= Yazdi coffee =

Coffee brewing method without filters

Yazdi Coffee (Persian: قهوه یزدی), also known as Qahveh-ye Rouze’i (قهوه روضه‌ای) or Qahveh-ye Azadari (قهوه عزاداری) in Yazd, Iran, is a traditional coffee associated with mourning ceremonies, particularly during the Islamic month of Muharram. Historical evidence suggests that this coffee has been prepared and served to mourners in Yazd since at least the Qajar era.

== Historical Background ==
In the Arab world, coffee was typically roasted with spices such as ginger, cinnamon, and cardamom and consumed without sugar. In Iran, different regions developed their own variations based on local tastes.

According to the Encyclopaedia Iranica, the earliest documented reference to coffee in Iran appears in the writings of Emad al-Din Mahmoud ibn Masoud Shirazi, a Persian physician, in 1537 CE. Ottoman records indicate that coffee was introduced in the empire around the same time, suggesting a parallel timeline for its introduction in Iran.

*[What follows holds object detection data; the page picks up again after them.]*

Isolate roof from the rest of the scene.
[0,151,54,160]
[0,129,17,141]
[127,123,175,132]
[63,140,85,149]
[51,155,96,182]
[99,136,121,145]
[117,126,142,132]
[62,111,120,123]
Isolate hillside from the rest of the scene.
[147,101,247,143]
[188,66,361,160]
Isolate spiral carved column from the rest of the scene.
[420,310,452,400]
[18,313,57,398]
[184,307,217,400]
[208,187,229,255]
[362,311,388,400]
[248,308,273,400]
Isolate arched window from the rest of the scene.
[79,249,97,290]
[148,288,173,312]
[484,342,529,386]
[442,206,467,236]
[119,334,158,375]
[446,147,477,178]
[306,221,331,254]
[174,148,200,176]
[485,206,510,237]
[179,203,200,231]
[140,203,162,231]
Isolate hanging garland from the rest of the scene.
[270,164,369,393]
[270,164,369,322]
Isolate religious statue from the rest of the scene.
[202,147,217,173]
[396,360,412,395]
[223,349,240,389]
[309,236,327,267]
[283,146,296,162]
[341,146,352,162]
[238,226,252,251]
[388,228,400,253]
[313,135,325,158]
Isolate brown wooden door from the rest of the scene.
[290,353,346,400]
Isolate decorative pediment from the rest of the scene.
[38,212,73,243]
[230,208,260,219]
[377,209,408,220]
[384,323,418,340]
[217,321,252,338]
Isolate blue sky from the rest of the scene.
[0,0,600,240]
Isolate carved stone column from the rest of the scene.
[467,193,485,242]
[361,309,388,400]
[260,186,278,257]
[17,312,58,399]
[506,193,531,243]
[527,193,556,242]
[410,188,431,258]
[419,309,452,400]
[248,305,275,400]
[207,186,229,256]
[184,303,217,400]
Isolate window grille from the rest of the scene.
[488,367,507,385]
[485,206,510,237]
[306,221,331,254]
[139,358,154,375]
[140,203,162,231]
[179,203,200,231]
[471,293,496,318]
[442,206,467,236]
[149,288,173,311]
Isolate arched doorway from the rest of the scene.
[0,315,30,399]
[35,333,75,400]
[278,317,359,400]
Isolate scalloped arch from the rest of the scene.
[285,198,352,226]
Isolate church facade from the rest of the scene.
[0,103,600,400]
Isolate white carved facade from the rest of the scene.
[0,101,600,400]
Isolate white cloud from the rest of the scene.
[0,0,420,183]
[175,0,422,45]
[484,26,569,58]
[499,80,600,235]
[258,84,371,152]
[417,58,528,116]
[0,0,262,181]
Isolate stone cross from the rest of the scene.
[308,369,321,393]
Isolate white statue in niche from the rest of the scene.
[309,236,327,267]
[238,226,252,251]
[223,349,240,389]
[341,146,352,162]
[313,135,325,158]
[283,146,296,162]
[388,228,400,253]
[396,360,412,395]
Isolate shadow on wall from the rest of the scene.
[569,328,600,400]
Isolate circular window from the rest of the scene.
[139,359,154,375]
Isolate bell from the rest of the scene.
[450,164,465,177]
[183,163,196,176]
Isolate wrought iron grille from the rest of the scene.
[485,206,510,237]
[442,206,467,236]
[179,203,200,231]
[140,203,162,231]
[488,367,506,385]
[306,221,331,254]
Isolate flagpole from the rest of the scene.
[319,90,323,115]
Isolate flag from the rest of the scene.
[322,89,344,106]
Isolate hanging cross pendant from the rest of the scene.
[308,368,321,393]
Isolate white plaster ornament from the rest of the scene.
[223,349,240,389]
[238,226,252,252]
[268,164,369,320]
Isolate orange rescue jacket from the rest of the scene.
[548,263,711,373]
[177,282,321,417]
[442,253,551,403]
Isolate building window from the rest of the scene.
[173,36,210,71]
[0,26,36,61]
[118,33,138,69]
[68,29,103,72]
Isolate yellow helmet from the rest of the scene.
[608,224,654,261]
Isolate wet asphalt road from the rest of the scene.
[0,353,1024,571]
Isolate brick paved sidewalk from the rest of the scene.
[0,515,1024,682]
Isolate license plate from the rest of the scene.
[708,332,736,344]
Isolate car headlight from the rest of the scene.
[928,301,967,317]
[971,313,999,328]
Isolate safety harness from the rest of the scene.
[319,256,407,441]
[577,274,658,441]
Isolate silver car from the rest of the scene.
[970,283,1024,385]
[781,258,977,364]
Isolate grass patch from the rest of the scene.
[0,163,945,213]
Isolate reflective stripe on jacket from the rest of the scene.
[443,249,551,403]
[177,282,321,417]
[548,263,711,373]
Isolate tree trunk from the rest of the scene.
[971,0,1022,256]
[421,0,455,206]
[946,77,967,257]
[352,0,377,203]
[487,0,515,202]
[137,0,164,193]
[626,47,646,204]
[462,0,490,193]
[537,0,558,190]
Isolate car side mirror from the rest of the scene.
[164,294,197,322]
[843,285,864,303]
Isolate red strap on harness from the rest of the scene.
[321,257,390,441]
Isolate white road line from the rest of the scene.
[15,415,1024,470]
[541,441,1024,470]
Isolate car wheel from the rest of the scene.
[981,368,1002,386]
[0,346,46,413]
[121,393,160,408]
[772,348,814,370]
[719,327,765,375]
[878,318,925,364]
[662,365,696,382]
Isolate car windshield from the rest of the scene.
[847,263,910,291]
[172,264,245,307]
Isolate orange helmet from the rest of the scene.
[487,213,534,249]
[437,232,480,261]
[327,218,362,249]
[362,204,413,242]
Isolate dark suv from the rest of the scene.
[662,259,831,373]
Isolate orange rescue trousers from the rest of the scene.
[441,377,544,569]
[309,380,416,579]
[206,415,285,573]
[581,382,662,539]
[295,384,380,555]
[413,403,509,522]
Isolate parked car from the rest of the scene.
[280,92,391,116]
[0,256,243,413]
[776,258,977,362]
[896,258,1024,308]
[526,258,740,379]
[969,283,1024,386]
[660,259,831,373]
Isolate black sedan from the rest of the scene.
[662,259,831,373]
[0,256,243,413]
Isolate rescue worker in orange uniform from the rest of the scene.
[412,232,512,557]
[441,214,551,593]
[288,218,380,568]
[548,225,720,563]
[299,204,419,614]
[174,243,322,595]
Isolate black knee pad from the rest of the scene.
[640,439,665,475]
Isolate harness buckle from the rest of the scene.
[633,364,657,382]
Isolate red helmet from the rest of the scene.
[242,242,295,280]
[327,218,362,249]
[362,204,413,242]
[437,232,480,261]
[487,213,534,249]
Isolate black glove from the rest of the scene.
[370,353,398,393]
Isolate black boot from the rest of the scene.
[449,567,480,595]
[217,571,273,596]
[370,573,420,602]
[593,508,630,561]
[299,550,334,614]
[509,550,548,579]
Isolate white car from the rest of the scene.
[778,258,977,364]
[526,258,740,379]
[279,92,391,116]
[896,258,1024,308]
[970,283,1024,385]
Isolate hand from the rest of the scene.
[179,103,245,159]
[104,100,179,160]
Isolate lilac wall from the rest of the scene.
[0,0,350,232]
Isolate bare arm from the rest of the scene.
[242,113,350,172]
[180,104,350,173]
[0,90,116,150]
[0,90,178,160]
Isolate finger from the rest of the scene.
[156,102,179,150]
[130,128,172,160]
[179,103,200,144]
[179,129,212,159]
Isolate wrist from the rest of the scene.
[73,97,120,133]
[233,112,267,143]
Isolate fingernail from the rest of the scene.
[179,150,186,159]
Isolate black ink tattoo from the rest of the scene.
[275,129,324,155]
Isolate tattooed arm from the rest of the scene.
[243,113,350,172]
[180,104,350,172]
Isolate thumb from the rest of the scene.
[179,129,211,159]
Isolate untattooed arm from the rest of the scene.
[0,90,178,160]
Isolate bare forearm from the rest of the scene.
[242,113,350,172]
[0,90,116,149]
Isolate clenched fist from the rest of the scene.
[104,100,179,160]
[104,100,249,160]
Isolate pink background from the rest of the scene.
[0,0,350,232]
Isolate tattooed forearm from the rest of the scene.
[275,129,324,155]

Serving coffee at mourning and funeral ceremonies has long been customary in the Middle East. In Iran, it became known as Qahveh-ye Tarhim (قهوه ترحیم; lit. Condolence Coffee), which closely resembled Turkish coffee but was infused with rosewater and rock candy. Yazdi Coffee, uniquely developed over centuries to match local tastes, remains a distinctive variation within this tradition.

=== Zoroastrian Influence ===
Researcher Seyed Mahmoud Najafian suggests that the practice of distributing coffee at mourning ceremonies in Yazd may have Zoroastrian origins. He notes that the term Porsseh (پُرسه), meaning a funeral gathering, was borrowed from Zoroastrian customs into Muslim mourning traditions in Yazd. Similarly, the tradition of serving coffee may have been adapted from Zoroastrian rituals.

Oral traditions trace Yazdi Coffee back to the Safavid era, but the earliest written documentation dates to 1832 CE in the waqf (endowment) document of the Imam Hosseini House in Yazd. This house continues to serve Yazdi Coffee today, adhering to traditional preparation methods established over two centuries ago.

=== Cultural and Religious Significance ===
In contemporary Yazd, Yazdi Coffee is served in various Takyehs and Husayniyyas (religious gathering places) during Muharram. However, the preparation at the Imam Hosseini House is considered the most authentic, as it has remained unchanged for two centuries. Traditionally, the coffee is distributed by a servant performing ablution, often accompanied by Yazdi cake.

=== Recognition as Intangible Cultural Heritage ===
In July 2019, Yazdi Coffee was officially registered as part of Iran’s National Intangible Cultural Heritage. The decision was made during the National Conference on Intangible Cultural Heritage in Ardabil, where Yazdi Coffee was recognized under registration number 1893.

== Preparation ==
The traditional preparation of Yazdi Coffee follows a meticulous process maintained for generations at the Imam Hosseini House:

1. Coffee beans are ground using a mill stones and roasted.
2. The ground coffee is dissolved in water in a large copper pot and brought to a vigorous boil.
3. The mixture simmers for approximately 4–6 hours, requiring constant stirring to prevent overflow.
4. Once brewed, a hot coal is added to the coffee, and it is filtered through silk cloth to remove impurities.
5. Sugar is added, and the coffee continues to simmer until it reaches the desired consistency.
6. Just before serving, rosewater and ground cardamom are infused for added aroma and flavor.
7. The coffee is traditionally served in small cups, similar to Turkish coffee cups, often accompanied by Yazdi cake.